More

darkbatman · 2025-10-22T20:38:10 1761165490

By looking at the paper, memory needed per layer seems to be higher than transformer architecture. Pretty sure that would be blowing up the vram of gpu at scale.

darkbatman · 2025-10-01T20:00:05 1759348805

Its so useful to use Cerebras api for other tasks too not just coding with qwen coder but even simpler things like lets say analysing with gpt-120 oss or llama.

Just plug it in with normal chat interface like Jan or Cherry studio and its incredibly fast.

darkbatman · 2025-09-23T16:57:07 1758646627

We kinda use https://github.com/googleapis/genai-toolbox but for databases looking forward if klavis provide more or general solution.
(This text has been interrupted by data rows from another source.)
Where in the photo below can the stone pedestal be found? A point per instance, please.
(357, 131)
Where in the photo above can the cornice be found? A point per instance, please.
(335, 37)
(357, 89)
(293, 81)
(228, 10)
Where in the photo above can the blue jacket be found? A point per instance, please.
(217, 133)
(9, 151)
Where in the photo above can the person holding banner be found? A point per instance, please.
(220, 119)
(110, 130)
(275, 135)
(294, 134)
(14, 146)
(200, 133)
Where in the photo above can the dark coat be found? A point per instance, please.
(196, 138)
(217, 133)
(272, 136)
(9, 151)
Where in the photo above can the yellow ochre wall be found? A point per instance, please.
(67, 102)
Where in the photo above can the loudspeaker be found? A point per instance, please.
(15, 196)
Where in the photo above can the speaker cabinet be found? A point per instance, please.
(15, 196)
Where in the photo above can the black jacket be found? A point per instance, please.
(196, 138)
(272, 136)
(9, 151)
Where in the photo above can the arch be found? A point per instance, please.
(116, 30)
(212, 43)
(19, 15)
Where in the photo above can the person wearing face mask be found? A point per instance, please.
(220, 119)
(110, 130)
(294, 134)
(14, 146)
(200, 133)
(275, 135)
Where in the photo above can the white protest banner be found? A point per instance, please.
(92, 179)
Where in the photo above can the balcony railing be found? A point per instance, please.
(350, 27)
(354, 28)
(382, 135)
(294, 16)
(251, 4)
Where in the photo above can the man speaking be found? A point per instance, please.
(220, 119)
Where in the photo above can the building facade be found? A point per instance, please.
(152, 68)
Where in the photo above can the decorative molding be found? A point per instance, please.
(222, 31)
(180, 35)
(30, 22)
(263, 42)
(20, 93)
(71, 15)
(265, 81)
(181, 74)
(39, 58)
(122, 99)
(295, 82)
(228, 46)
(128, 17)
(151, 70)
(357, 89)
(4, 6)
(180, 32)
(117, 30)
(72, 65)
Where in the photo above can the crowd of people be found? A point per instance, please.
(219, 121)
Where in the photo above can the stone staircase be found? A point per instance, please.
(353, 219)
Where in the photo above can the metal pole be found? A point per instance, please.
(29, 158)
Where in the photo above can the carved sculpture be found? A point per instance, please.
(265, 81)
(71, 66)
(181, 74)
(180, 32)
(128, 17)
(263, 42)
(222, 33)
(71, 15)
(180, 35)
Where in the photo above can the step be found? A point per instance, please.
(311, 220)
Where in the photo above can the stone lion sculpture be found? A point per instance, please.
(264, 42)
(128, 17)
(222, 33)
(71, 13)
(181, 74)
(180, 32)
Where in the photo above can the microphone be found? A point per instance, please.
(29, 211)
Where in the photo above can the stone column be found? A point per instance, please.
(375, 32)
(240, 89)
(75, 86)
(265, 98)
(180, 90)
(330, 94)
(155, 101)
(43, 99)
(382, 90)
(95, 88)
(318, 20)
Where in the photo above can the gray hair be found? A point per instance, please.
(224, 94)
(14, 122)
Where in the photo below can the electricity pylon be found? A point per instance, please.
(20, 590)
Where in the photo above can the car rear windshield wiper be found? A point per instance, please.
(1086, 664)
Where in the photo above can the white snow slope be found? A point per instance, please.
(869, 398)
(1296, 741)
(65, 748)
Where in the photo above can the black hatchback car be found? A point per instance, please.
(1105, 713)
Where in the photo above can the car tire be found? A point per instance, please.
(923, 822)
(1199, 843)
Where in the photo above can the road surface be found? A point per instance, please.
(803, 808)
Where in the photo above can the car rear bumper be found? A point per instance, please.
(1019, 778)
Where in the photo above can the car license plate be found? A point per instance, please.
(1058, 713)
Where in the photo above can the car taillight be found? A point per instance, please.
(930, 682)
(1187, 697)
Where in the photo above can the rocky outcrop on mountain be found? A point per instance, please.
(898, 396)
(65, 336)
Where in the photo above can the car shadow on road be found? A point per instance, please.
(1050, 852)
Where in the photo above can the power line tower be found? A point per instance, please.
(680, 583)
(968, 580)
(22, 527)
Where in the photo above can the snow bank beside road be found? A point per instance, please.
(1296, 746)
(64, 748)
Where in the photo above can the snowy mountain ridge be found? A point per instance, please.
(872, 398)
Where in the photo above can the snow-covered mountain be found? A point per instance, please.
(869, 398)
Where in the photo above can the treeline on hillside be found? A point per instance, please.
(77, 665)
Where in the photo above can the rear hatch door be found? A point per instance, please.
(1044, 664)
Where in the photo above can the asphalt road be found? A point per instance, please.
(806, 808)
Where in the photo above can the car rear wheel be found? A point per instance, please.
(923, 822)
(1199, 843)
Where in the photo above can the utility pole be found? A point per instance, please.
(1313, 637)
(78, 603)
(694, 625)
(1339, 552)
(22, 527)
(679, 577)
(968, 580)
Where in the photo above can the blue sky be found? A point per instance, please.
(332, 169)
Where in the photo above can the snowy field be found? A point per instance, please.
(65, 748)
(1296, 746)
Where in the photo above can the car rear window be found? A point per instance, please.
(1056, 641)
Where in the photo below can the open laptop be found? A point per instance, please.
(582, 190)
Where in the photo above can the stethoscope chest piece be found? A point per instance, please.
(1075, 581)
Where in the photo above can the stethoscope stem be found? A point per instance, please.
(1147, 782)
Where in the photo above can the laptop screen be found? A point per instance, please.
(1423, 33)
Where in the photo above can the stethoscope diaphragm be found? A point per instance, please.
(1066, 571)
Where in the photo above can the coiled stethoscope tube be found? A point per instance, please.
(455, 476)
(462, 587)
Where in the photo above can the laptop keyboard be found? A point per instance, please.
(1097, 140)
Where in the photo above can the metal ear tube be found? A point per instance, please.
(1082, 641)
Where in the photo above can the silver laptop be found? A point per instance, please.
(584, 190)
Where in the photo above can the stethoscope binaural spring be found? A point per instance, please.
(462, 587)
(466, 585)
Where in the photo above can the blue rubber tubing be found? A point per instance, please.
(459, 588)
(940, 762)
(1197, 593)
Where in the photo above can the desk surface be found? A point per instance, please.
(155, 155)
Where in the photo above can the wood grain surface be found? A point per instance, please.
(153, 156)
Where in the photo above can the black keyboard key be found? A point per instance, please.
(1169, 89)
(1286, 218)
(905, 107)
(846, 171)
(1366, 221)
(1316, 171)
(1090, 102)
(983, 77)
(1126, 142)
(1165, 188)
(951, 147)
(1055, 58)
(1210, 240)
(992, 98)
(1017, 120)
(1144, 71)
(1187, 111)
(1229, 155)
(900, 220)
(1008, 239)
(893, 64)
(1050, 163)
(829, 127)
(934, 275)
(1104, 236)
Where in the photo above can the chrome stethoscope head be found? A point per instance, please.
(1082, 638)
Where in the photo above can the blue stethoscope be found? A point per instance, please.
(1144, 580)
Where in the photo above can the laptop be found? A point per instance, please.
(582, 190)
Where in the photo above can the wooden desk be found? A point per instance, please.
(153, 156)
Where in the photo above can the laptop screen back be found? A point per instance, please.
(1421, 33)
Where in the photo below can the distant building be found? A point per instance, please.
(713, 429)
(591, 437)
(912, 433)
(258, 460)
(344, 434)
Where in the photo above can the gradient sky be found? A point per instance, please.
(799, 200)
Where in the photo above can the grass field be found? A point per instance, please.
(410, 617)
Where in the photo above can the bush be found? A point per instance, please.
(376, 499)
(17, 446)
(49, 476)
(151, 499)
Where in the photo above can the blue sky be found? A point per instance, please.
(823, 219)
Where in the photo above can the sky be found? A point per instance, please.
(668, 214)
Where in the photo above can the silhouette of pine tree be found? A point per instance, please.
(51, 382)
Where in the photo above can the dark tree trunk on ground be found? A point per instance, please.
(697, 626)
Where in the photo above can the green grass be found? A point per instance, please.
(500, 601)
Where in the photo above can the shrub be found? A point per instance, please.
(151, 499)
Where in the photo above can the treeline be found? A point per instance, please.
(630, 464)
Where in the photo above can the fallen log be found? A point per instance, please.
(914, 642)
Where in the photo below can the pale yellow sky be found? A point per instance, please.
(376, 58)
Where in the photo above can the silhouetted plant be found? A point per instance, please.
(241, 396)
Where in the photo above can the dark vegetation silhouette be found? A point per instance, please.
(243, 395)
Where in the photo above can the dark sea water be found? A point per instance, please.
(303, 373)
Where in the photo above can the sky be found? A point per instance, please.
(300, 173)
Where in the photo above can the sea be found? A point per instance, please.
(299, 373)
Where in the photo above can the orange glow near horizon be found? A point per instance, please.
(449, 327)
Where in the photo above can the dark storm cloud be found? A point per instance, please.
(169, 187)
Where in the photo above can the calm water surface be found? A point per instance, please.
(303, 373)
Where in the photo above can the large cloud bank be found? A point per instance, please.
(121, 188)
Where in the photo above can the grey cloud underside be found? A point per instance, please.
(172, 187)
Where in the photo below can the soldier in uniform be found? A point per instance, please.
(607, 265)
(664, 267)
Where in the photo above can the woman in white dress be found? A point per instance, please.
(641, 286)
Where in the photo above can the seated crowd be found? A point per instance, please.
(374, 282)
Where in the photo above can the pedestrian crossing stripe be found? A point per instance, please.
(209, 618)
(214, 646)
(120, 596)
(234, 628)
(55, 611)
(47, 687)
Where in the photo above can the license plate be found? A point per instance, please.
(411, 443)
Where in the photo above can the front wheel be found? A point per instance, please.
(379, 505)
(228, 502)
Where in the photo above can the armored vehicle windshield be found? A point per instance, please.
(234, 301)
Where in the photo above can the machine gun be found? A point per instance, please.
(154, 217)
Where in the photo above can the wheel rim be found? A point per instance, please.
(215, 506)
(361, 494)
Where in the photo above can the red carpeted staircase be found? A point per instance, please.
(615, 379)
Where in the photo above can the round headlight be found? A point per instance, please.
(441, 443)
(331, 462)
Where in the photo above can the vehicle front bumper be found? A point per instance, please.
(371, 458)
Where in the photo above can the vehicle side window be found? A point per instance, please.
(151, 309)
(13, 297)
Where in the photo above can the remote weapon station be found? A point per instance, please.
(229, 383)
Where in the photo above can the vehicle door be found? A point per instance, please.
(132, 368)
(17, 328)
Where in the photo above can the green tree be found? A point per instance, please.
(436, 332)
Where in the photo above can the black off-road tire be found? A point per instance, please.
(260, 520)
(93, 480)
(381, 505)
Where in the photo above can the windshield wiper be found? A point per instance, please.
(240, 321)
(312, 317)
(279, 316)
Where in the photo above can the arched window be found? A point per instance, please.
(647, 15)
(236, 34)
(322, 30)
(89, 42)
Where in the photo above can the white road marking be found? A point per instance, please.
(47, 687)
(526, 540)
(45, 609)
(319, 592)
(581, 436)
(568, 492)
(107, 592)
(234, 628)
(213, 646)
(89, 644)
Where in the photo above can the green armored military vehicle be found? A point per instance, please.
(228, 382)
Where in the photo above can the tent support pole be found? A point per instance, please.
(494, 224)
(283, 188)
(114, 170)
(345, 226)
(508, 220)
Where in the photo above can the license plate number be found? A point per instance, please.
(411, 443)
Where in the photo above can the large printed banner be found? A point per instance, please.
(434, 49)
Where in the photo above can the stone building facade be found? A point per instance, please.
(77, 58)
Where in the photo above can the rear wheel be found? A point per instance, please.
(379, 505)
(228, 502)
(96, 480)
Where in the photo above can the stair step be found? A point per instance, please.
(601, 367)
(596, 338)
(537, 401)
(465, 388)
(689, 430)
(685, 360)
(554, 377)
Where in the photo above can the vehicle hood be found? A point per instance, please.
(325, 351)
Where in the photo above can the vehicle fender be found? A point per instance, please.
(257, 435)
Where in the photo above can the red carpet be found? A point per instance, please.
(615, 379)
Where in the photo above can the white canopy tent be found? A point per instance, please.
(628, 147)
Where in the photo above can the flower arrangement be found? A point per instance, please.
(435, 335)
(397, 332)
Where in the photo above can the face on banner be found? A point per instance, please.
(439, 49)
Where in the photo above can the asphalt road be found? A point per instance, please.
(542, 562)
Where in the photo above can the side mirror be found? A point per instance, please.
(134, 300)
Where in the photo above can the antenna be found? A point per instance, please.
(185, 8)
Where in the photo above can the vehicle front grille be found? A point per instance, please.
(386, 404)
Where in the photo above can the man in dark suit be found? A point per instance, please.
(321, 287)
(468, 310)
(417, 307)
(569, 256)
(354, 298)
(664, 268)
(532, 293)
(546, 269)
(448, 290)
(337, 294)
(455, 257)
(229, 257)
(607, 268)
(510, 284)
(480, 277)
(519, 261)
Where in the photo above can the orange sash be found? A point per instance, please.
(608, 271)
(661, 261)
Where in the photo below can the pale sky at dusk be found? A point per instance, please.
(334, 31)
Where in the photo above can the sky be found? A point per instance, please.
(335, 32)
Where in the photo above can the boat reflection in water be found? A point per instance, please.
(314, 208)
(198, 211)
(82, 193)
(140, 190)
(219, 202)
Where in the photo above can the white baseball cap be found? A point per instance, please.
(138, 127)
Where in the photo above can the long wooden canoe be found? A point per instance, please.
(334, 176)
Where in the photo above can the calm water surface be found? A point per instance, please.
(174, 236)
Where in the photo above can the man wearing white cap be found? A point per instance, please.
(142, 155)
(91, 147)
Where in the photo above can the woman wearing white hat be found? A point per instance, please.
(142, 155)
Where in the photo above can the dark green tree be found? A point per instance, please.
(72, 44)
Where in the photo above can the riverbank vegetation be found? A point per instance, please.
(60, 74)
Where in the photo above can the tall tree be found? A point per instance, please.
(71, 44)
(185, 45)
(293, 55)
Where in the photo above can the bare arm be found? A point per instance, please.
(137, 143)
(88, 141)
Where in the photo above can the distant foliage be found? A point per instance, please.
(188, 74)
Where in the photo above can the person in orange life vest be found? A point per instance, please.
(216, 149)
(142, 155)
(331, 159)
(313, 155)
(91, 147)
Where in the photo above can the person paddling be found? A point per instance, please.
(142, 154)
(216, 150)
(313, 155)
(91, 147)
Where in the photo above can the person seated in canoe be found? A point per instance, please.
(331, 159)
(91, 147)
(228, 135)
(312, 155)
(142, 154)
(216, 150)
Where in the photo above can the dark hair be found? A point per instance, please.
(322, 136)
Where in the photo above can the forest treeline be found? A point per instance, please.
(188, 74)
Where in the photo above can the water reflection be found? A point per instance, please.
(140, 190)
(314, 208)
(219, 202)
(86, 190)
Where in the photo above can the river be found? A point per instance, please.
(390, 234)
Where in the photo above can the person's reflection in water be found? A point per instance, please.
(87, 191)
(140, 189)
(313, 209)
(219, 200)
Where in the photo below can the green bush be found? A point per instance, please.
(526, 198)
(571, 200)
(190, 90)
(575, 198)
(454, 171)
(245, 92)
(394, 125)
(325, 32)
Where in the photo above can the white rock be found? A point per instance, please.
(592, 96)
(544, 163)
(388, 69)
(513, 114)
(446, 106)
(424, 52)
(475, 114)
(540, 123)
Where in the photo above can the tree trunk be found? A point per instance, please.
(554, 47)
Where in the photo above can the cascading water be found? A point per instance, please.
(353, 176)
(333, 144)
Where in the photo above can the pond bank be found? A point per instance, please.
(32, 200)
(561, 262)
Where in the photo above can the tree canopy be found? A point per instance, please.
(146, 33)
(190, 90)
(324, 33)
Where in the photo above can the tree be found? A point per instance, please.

Ideally when we are writing agents we need mcp to support auth, custom headers because by design when deploying for saas we need to pass around client params to be able to isolate client connections.

We do token optimisation and other smart stuff to save token money. Looking forward to try this as well if this solves similar problems as well

wirehack · 2025-09-23T17:01:14 1758646874

Thank you! Yes we do provide auth and support other remote MCP servers via our API : https://docs.klavis.ai/api-reference/strata/create. It indeed support custom headers. Feel free to give us a try or come talk to us!

darkbatman · 2025-09-21T15:13:31 1758467611

true, I was using Cline/Roocode from almost an year and it always made sure to read things from memory-bank which i really liked. Claude has gone downhill from August mid for me and often it doesn't follow instructions from claude.md or forget things mid-way.

darkbatman · 2025-09-21T15:09:35 1758467375

Mostly agree with article, though what happens in few years when juniors will eventually become senior.

Personally seeing trend juniors are relying so much on AI that they can't even explain what they wrote even in interview or coding assignments or even PR. Its like blackbox to them.

I believe then we would see the higher impact or may be by then its solved problem already.

darkbatman · 2025-08-30T14:48:50 1756565330

With already https://agentcommunicationprotocol.dev (ACP) same name seems confusing now. even though differences are there in both.

schwentkerr · 2025-08-30T17:24:18 1756574658

IBM announced in March 2025 its Agent Communication Protocol (ACP) but is now abandoning the ACP name and merging ACP efforts with Google’s Agent2Agent (A2A) protocol at the Linux Foundation. The ACP team is winding down as the industry backs A2A for open, community-driven AI agent interoperability under Linux Foundation governance. This move aims to unify protocols and avoid fragmentation in AI agent standards.

https://lfaidata.foundation/communityblog/2025/08/29/acp-joi...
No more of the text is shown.